Which other coding tasks can benefit from AI assistance?
- Improving or optimising your code e.g. “Can you refactor this code to move the species-filtering logic into a small function, without changing its behaviour?”
- Generating first drafts or rapid prototypes
- Translating code between programming languages (Make sure you understand the translation so that you can troubleshoot, extend, or adapt it safely for future analyses!)
Discussion: Which coding tasks could AI help you with?
When you next have to write some code for data analysis or software development, which tasks would you use AI tools to assist with?
Integrating AI Tools into IDEs
In this episode, we have used separate interfaces to interact with AI and to run our code. As of 2025 this was the most common way that researchers interacted with AI for coding assistance. However, it is also possible to integrate AI into an environment you use to write and run code (known as an Integrated Development Environment or IDE). For example, an AI assistant called GitHub Copilot can be integrated IDEs such as Visual Studio Code. There are some advantages and disadvantages to this integrated approach:
Advantages of using an IDE-Integrated AI Assistant
- Context awareness: Integrated AI can access the files and project structure in your IDE, making suggestions that are relevant to your current codebase.
- Immediate feedback and autocompletion: As well as the AI chat tool that we’ve been using in this session, IDE-integrated AI also offers autocompletion and code suggestions as you’re typing.
- Seamless workflow: You don’t have to switch between windows or copy-paste code.
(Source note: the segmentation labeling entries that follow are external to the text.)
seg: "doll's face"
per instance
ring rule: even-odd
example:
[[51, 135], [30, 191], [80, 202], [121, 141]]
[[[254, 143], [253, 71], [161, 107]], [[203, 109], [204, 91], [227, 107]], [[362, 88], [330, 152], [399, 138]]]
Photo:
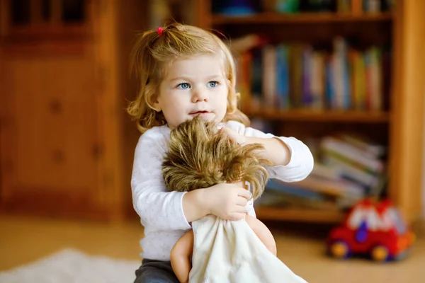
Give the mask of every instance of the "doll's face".
[[[267, 161], [256, 154], [260, 144], [244, 146], [217, 131], [215, 123], [193, 118], [171, 132], [169, 151], [162, 163], [167, 187], [187, 192], [222, 183], [248, 181], [255, 199], [263, 192]], [[242, 180], [244, 181], [242, 181]]]

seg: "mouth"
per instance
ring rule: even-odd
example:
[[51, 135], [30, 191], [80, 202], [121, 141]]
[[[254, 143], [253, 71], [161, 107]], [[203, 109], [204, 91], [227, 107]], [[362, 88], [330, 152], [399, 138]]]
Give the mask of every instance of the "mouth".
[[209, 113], [209, 111], [196, 111], [196, 112], [192, 112], [191, 113], [189, 113], [190, 115], [198, 115], [198, 114], [205, 114], [205, 113]]

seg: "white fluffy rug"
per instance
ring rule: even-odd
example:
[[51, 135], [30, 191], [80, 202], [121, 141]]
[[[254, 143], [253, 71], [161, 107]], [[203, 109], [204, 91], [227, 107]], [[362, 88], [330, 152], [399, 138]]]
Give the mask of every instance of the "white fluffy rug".
[[27, 265], [0, 272], [1, 283], [132, 283], [140, 261], [93, 256], [65, 249]]

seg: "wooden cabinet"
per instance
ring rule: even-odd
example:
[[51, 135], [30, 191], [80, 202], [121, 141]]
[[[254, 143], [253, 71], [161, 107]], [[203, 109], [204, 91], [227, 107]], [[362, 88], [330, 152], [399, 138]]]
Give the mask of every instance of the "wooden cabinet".
[[138, 133], [125, 112], [137, 1], [1, 0], [0, 209], [131, 213]]
[[[361, 1], [353, 0], [361, 5]], [[390, 80], [385, 81], [384, 108], [380, 111], [276, 111], [244, 108], [251, 117], [273, 121], [276, 134], [302, 140], [338, 130], [357, 131], [388, 146], [388, 196], [409, 221], [419, 216], [423, 167], [425, 56], [425, 20], [418, 1], [396, 1], [392, 11], [366, 13], [300, 13], [288, 15], [269, 11], [251, 16], [229, 16], [212, 13], [214, 0], [196, 2], [198, 24], [222, 33], [230, 39], [251, 33], [266, 35], [271, 44], [301, 41], [326, 44], [336, 35], [350, 35], [363, 47], [375, 44], [392, 45]], [[269, 2], [273, 2], [273, 1]], [[215, 2], [217, 3], [217, 2]], [[222, 4], [224, 2], [220, 2]], [[256, 1], [250, 2], [252, 4]], [[244, 93], [242, 93], [243, 96]], [[260, 207], [259, 218], [312, 222], [334, 222], [341, 212], [285, 209]]]

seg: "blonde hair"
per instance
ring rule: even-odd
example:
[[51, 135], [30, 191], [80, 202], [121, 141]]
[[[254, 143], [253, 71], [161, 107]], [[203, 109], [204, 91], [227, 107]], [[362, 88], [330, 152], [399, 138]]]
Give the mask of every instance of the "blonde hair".
[[191, 25], [172, 23], [163, 28], [162, 35], [149, 30], [137, 40], [130, 57], [130, 68], [136, 73], [140, 89], [136, 98], [127, 109], [137, 120], [143, 134], [147, 129], [165, 125], [162, 112], [152, 106], [167, 66], [182, 56], [217, 54], [224, 59], [228, 81], [227, 109], [224, 121], [234, 120], [249, 125], [249, 120], [237, 108], [239, 93], [236, 93], [236, 70], [232, 53], [227, 46], [210, 32]]
[[259, 144], [244, 146], [217, 124], [198, 117], [173, 129], [162, 175], [169, 190], [188, 192], [222, 183], [248, 181], [255, 200], [264, 192], [269, 162], [256, 152]]

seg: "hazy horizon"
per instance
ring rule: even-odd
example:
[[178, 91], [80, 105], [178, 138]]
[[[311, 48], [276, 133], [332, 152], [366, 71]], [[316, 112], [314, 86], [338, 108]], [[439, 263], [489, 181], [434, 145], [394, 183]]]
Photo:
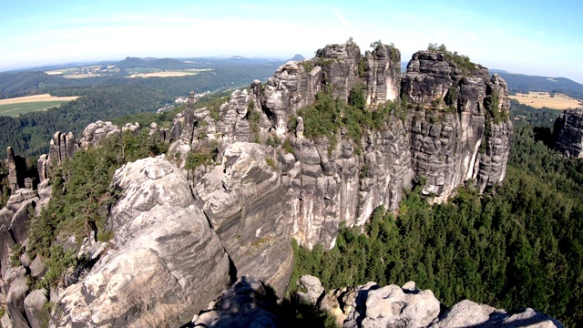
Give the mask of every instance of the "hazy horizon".
[[4, 5], [0, 44], [9, 46], [0, 71], [127, 56], [310, 58], [352, 36], [363, 53], [381, 39], [408, 61], [429, 43], [445, 44], [488, 68], [583, 84], [577, 0]]

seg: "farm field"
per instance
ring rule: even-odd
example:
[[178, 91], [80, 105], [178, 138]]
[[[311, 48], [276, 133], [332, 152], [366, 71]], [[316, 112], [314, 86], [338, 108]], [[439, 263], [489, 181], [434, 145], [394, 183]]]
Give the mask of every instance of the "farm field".
[[15, 117], [36, 110], [45, 110], [58, 107], [64, 102], [77, 99], [78, 97], [54, 97], [49, 94], [19, 97], [0, 100], [0, 116]]
[[191, 71], [168, 71], [168, 72], [150, 72], [150, 73], [139, 73], [132, 74], [128, 77], [186, 77], [189, 75], [197, 75], [200, 70]]
[[579, 100], [563, 94], [555, 94], [555, 97], [551, 97], [548, 92], [531, 91], [528, 94], [517, 93], [516, 96], [508, 96], [508, 97], [516, 99], [521, 104], [534, 107], [535, 108], [546, 107], [555, 109], [567, 109], [577, 108], [583, 106]]

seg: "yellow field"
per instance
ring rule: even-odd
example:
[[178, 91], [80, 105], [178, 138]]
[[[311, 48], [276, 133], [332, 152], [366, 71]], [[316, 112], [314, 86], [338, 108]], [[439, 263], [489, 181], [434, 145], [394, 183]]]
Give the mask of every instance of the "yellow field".
[[67, 74], [63, 76], [63, 77], [65, 78], [85, 78], [85, 77], [101, 77], [101, 75], [91, 73], [91, 74]]
[[516, 99], [521, 104], [542, 108], [544, 107], [555, 109], [576, 108], [583, 106], [578, 100], [563, 94], [555, 94], [550, 97], [548, 92], [529, 92], [527, 94], [517, 93], [516, 96], [508, 96], [511, 99]]
[[78, 97], [56, 97], [56, 96], [51, 96], [49, 94], [44, 94], [44, 95], [19, 97], [9, 98], [9, 99], [0, 99], [0, 105], [24, 104], [24, 103], [31, 103], [31, 102], [43, 102], [43, 101], [54, 101], [54, 100], [70, 101], [70, 100], [75, 100], [77, 98], [78, 98]]
[[197, 73], [198, 72], [196, 71], [154, 72], [154, 73], [133, 74], [128, 77], [186, 77], [189, 75], [196, 75]]

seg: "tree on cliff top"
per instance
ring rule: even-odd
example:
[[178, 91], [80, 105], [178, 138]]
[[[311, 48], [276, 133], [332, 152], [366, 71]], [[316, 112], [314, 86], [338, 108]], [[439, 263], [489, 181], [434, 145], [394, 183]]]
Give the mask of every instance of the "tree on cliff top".
[[452, 52], [447, 50], [447, 47], [444, 44], [438, 46], [436, 43], [430, 43], [429, 46], [427, 46], [427, 51], [443, 53], [445, 61], [454, 64], [455, 67], [462, 70], [464, 75], [467, 75], [476, 69], [476, 64], [472, 63], [470, 57], [465, 55], [459, 55], [457, 51]]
Everything happens in one environment, which can reduce cognitive load.
Disadvantages of using an IDE-Integrated AI Assistant
- Limited explanation: Unlike a standalone AI like ChatGPT, IDE-integrated AI often provides suggestions without detailed reasoning. This can reduce researchers’ understanding of AI-generated code
- Potential over-reliance: It can be very tempting to accept AI code suggestions that appear to work, without fully understanding them, and this can lead to errors or misunderstandings about what your code does.
- Privacy and security risks: The AI may send code snippets to cloud services for processing. Sensitive data or unpublished research could be exposed if this is not carefully managed.
For training on IDE-integrated AI assistants see Developing Research Software with AI Tools
- Delegating full software development to AI without understanding the
code introduces technical, ethical, and reliability risks.
- AI tools should function as assistants, not autonomous developers,
supporting learning, debugging, and code generation.
- AI can be used as a reference tool to locate, summarise, and clarify
technical information more efficiently than traditional search.
- Researchers can use AI to explain unfamiliar code line by line,
helping them understand programming constructs and libraries.
- AI can assist with debugging by explaining errors and suggesting
possible fixes, but researchers should independently verify
solutions.
- AI is useful for generating boilerplate code, performing basic
refactoring, and drafting technical documentation, saving time on
repetitive tasks.
- AI can translate code between programming languages, but outputs
must be reviewed for correctness, compatibility, and
reproducibility.
- Integrating AI into IDEs offers contextual suggestions and autocompletion, but carries risks of over-reliance, limited explanation, and potential privacy concerns.